In one aspect, the invention may do so be summarized that in a digital adjustment filter or in a digitally adapting filter, which in particular in a broadband spectrum communication system or spread Spectrum communication system is used, various  Bits of a reception converted into a multi-bit signal signals are entered into different correlators, where after weighting various correlation signals differently weighted correlation output signals are added and further weighting factors dependent on a composite correlation output varies which is obtained by addition.

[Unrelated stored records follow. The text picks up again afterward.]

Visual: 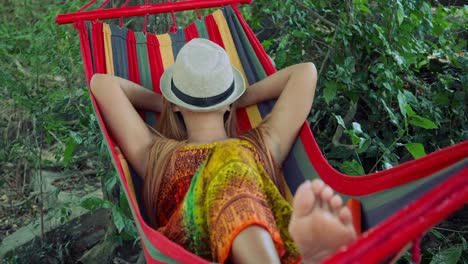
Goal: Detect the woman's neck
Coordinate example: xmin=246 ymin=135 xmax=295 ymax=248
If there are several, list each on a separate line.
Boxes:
xmin=183 ymin=112 xmax=229 ymax=144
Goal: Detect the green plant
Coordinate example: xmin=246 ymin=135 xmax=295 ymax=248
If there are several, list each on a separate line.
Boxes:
xmin=247 ymin=0 xmax=467 ymax=174
xmin=245 ymin=0 xmax=467 ymax=262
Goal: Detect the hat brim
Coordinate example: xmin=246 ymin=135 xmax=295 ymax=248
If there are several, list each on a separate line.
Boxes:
xmin=160 ymin=65 xmax=246 ymax=112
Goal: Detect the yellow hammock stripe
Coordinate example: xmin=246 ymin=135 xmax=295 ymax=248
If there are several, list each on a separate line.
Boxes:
xmin=157 ymin=33 xmax=175 ymax=70
xmin=212 ymin=10 xmax=263 ymax=127
xmin=103 ymin=24 xmax=115 ymax=75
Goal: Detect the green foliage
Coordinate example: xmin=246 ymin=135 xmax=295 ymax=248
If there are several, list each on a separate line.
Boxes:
xmin=80 ymin=177 xmax=138 ymax=241
xmin=0 ymin=0 xmax=138 ymax=254
xmin=248 ymin=0 xmax=467 ymax=173
xmin=247 ymin=1 xmax=467 ymax=262
xmin=430 ymin=246 xmax=463 ymax=264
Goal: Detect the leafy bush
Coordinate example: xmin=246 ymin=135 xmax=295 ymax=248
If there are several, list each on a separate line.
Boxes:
xmin=246 ymin=0 xmax=467 ymax=174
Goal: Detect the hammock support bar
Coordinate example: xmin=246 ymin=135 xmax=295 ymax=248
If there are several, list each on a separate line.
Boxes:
xmin=55 ymin=0 xmax=252 ymax=25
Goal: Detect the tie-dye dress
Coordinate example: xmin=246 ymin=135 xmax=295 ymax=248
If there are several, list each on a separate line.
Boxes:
xmin=155 ymin=138 xmax=301 ymax=264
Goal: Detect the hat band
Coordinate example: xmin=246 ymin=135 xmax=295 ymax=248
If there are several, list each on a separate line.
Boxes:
xmin=171 ymin=78 xmax=235 ymax=107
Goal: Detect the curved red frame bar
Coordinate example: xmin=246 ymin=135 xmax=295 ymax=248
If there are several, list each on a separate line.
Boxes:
xmin=56 ymin=0 xmax=252 ymax=25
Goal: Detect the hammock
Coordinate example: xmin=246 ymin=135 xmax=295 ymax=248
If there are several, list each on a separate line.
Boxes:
xmin=56 ymin=1 xmax=468 ymax=263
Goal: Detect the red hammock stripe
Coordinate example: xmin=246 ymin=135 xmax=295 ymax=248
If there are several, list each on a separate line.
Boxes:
xmin=205 ymin=14 xmax=225 ymax=49
xmin=91 ymin=22 xmax=107 ymax=74
xmin=127 ymin=29 xmax=146 ymax=119
xmin=127 ymin=30 xmax=141 ymax=85
xmin=184 ymin=23 xmax=200 ymax=42
xmin=147 ymin=34 xmax=164 ymax=94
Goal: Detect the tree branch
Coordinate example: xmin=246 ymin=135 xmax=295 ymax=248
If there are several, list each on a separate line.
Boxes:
xmin=402 ymin=76 xmax=426 ymax=91
xmin=332 ymin=100 xmax=358 ymax=150
xmin=292 ymin=0 xmax=337 ymax=28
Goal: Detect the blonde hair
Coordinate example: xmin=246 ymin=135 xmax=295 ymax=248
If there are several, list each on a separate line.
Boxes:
xmin=143 ymin=99 xmax=284 ymax=228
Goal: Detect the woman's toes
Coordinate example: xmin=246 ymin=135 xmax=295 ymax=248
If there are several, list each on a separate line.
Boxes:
xmin=292 ymin=181 xmax=316 ymax=218
xmin=319 ymin=186 xmax=334 ymax=209
xmin=310 ymin=179 xmax=325 ymax=196
xmin=329 ymin=195 xmax=343 ymax=212
xmin=338 ymin=206 xmax=353 ymax=226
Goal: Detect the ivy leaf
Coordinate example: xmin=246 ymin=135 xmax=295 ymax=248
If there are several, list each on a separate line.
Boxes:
xmin=404 ymin=104 xmax=417 ymax=117
xmin=335 ymin=115 xmax=346 ymax=129
xmin=356 ymin=0 xmax=371 ymax=13
xmin=261 ymin=39 xmax=273 ymax=49
xmin=119 ymin=190 xmax=130 ymax=214
xmin=324 ymin=81 xmax=338 ymax=104
xmin=404 ymin=143 xmax=426 ymax=159
xmin=383 ymin=82 xmax=392 ymax=91
xmin=396 ymin=2 xmax=405 ymax=25
xmin=430 ymin=246 xmax=462 ymax=264
xmin=398 ymin=91 xmax=409 ymax=118
xmin=380 ymin=99 xmax=400 ymax=126
xmin=348 ymin=132 xmax=361 ymax=145
xmin=80 ymin=197 xmax=105 ymax=210
xmin=69 ymin=131 xmax=83 ymax=144
xmin=292 ymin=30 xmax=309 ymax=38
xmin=398 ymin=91 xmax=417 ymax=118
xmin=352 ymin=122 xmax=363 ymax=134
xmin=358 ymin=138 xmax=371 ymax=153
xmin=340 ymin=160 xmax=365 ymax=176
xmin=409 ymin=116 xmax=438 ymax=129
xmin=430 ymin=229 xmax=446 ymax=240
xmin=63 ymin=139 xmax=77 ymax=166
xmin=403 ymin=104 xmax=437 ymax=129
xmin=105 ymin=174 xmax=118 ymax=195
xmin=112 ymin=207 xmax=126 ymax=233
xmin=383 ymin=162 xmax=393 ymax=170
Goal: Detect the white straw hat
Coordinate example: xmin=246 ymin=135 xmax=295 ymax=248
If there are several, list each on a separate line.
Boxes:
xmin=160 ymin=38 xmax=246 ymax=112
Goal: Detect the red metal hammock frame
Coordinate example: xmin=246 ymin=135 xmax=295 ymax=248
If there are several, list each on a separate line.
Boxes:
xmin=56 ymin=0 xmax=252 ymax=25
xmin=55 ymin=1 xmax=468 ymax=263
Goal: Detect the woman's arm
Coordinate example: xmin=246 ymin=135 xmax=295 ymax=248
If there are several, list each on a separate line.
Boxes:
xmin=238 ymin=63 xmax=318 ymax=164
xmin=90 ymin=74 xmax=161 ymax=177
xmin=105 ymin=75 xmax=164 ymax=112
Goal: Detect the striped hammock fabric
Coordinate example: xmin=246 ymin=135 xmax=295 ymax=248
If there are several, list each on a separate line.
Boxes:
xmin=72 ymin=5 xmax=468 ymax=263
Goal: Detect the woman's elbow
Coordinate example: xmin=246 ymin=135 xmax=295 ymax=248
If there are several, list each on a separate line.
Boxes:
xmin=298 ymin=62 xmax=318 ymax=88
xmin=90 ymin=73 xmax=111 ymax=93
xmin=302 ymin=62 xmax=317 ymax=77
xmin=90 ymin=73 xmax=102 ymax=93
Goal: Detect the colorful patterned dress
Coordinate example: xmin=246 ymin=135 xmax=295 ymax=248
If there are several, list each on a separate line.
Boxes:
xmin=155 ymin=138 xmax=301 ymax=263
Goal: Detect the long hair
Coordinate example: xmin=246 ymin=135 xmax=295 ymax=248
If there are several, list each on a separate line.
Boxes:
xmin=143 ymin=98 xmax=284 ymax=228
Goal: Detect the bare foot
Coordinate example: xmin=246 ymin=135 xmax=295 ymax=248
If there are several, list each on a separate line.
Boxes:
xmin=288 ymin=180 xmax=356 ymax=263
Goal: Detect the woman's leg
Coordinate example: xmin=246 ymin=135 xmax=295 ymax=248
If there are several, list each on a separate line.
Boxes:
xmin=230 ymin=225 xmax=281 ymax=264
xmin=289 ymin=180 xmax=356 ymax=264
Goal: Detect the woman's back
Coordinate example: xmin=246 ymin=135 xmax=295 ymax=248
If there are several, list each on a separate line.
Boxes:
xmin=149 ymin=138 xmax=300 ymax=263
xmin=151 ymin=137 xmax=274 ymax=226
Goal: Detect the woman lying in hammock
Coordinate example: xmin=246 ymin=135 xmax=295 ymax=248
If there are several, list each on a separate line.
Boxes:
xmin=90 ymin=38 xmax=355 ymax=264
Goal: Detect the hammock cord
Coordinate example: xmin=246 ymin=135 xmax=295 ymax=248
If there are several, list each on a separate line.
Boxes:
xmin=143 ymin=0 xmax=150 ymax=33
xmin=97 ymin=0 xmax=111 ymax=10
xmin=119 ymin=0 xmax=133 ymax=27
xmin=78 ymin=0 xmax=97 ymax=12
xmin=411 ymin=236 xmax=422 ymax=264
xmin=167 ymin=0 xmax=178 ymax=33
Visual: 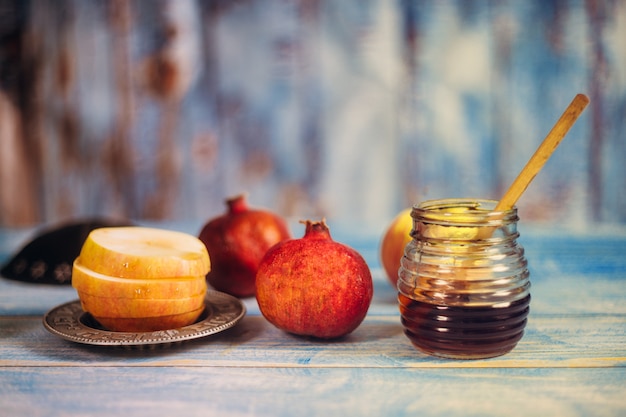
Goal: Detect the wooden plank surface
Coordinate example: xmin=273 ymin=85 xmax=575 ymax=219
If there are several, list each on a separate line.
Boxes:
xmin=1 ymin=314 xmax=625 ymax=369
xmin=2 ymin=228 xmax=626 ymax=317
xmin=2 ymin=367 xmax=625 ymax=417
xmin=1 ymin=230 xmax=626 ymax=416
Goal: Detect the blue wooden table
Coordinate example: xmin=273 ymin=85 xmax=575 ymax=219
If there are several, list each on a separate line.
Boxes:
xmin=1 ymin=224 xmax=625 ymax=417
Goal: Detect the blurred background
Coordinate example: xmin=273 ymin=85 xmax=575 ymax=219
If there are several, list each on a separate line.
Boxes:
xmin=0 ymin=0 xmax=625 ymax=237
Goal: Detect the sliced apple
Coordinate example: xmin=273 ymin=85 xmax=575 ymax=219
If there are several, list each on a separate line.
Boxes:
xmin=93 ymin=305 xmax=206 ymax=332
xmin=78 ymin=227 xmax=211 ymax=279
xmin=72 ymin=261 xmax=207 ymax=299
xmin=78 ymin=291 xmax=206 ymax=318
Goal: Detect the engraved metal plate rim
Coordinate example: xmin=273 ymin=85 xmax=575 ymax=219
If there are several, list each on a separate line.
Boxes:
xmin=42 ymin=290 xmax=246 ymax=347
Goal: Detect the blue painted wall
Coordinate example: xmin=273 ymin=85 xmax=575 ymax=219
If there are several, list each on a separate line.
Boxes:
xmin=0 ymin=0 xmax=624 ymax=234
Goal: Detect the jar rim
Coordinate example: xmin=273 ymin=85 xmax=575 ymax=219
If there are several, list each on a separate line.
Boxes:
xmin=411 ymin=198 xmax=518 ymax=225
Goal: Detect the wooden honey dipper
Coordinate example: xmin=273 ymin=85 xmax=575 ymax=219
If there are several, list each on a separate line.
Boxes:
xmin=477 ymin=93 xmax=590 ymax=239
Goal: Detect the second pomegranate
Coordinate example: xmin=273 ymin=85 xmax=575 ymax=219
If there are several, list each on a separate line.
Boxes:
xmin=198 ymin=194 xmax=291 ymax=298
xmin=256 ymin=219 xmax=373 ymax=339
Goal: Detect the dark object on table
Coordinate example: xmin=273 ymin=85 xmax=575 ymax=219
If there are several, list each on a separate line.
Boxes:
xmin=1 ymin=219 xmax=132 ymax=285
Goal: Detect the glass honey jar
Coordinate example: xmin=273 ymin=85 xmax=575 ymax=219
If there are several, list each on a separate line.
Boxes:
xmin=398 ymin=198 xmax=531 ymax=359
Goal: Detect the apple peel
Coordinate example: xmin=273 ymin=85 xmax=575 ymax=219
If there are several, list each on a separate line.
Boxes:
xmin=379 ymin=208 xmax=413 ymax=286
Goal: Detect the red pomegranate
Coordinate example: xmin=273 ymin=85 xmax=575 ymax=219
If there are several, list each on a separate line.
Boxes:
xmin=198 ymin=194 xmax=291 ymax=298
xmin=255 ymin=219 xmax=373 ymax=339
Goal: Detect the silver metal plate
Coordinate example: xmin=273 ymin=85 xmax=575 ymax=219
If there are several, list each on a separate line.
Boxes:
xmin=43 ymin=290 xmax=246 ymax=348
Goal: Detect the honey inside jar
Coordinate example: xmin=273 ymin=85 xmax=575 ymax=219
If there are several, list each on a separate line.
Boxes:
xmin=397 ymin=199 xmax=531 ymax=359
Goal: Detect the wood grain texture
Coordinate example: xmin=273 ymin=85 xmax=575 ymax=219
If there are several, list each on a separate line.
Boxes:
xmin=1 ymin=229 xmax=625 ymax=416
xmin=1 ymin=314 xmax=625 ymax=369
xmin=1 ymin=367 xmax=624 ymax=417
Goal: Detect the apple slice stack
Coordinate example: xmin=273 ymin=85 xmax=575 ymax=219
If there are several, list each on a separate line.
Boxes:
xmin=72 ymin=227 xmax=211 ymax=332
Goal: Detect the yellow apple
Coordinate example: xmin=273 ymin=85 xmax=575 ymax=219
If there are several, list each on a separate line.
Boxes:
xmin=79 ymin=227 xmax=211 ymax=279
xmin=72 ymin=226 xmax=211 ymax=332
xmin=72 ymin=261 xmax=207 ymax=299
xmin=94 ymin=306 xmax=206 ymax=332
xmin=379 ymin=208 xmax=414 ymax=287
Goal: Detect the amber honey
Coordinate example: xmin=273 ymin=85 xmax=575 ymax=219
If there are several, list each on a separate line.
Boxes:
xmin=398 ymin=293 xmax=530 ymax=359
xmin=398 ymin=198 xmax=531 ymax=359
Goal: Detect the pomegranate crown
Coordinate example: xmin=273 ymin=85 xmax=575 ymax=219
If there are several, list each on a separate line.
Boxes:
xmin=226 ymin=193 xmax=249 ymax=214
xmin=299 ymin=219 xmax=331 ymax=239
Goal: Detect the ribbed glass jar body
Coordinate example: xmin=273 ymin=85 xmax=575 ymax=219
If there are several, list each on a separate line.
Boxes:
xmin=398 ymin=199 xmax=531 ymax=359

If such Matching filter in a broadband spectrum communication system is used, it is possible to get a desired signal obtain precisely without the electrical transmission power or Control transmission power.

Claims (4)

1. frequency converter device ( 1 to 4 ) for converting a received signal with respect to frequency into a baseband, an analog / digital converter device ( 7 , 8 ) for converting a signal obtained by means of frequency conversion into a multi-bit signal, a large number of digital correlators ( 9 , 10 ) for correlating different bit signals of the multi-bit signal with a set signal for outputting corresponding correlation values, a large number of weighting devices ( 20 , 21 ) for different weighting of output signals of the different correlators ( 9 , 10 ) and a signal combination device ( 13 to 17 ) for combining output signals of the weighting devices ( 20 , 21 ), characterized by a control device ( 22 ) which compares an output signal of the signal combination device ( 13 to 17 ) with a predetermined value and weighting factors using a control signal that varies to a m based comparison result obtained in this way. 2. Digital adjustment filter according to claim 1, characterized in that the weighting devices ( 20 , 21 ) are shift gisters and that the control device ( 22 ) in the shift register based on the control signal shifts rend. 3. Digital matching filter according to claim 1, characterized in that the control device comprises line change switches ( 18 , 19 ) which are set up to lines with respect to inputs of the digital correlators ( 9 , 10 ) or lines in relation to their outputs to change the base of the control signal. 4. Digital adjustment filter according to claim 2, characterized in that the control device ( 20 ) comprises a microcomputer (M) and that the microcomputer (H) has a program for changing the weighting factors in order to vary the weighting factors in response to the control signal.